1k views Asked by At

I am currently using lxml to write a file. I build the node and then I write it to a file using etree.tostring(node, pretty_print=True). However, it seems to be using htmlencoding --

<Synopsis>
    Abila schlie&#223;lich die ersten sechs Aufgaben zu meistern. Wird der Junge auch 
</Synopsis>

In order to decipher it and get it into the format I want it in, I am currently doing:

>>> print HTMLParser.HTMLParser().unescape('Abila schlie&#223;lich die ersten sechs Aufgaben zu meistern. Wird der Junge auch')
Abila schließlich die ersten sechs Aufgaben zu meistern.
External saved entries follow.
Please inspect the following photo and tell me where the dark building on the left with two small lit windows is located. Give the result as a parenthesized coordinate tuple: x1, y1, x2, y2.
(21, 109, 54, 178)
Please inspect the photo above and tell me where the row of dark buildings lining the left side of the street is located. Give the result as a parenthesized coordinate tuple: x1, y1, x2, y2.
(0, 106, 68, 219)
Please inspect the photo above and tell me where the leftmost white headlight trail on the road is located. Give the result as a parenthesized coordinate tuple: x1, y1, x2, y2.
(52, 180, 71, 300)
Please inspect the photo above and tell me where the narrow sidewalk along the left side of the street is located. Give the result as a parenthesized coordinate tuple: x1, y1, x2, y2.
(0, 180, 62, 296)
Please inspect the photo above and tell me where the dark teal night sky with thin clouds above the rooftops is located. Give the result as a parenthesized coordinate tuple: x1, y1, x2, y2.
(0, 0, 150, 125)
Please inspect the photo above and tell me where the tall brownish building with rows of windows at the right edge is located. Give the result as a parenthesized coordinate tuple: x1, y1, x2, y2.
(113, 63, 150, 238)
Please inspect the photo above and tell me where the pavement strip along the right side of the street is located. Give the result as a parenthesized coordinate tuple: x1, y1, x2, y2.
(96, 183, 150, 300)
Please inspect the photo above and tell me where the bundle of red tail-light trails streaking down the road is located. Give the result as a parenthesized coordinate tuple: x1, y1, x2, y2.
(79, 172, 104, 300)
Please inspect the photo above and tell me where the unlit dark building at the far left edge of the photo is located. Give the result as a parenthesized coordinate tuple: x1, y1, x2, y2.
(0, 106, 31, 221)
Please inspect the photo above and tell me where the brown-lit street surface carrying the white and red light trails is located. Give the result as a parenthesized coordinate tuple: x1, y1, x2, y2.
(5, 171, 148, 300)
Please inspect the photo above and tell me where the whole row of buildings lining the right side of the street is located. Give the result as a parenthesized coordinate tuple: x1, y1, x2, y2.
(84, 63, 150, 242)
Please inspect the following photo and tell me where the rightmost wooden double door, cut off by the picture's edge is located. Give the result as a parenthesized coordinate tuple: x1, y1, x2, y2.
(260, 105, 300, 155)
Wird der Junge auch

How would I have this write in unicode, or is this not possible with lxml ?

1

There are 1 answers

0
maxymoo On BEST ANSWER

Yes you can pass an encoding to etree.tostring method using the encoding parameter:

etree.tostring(node, pretty_print=True, encoding='unicode')

From the etree.tostring docs:

You can also serialise to a Unicode string without declaration by passing the unicode function as encoding (or str in Py3), or the name 'unicode'. This changes the return value from a byte string to an unencoded unicode string.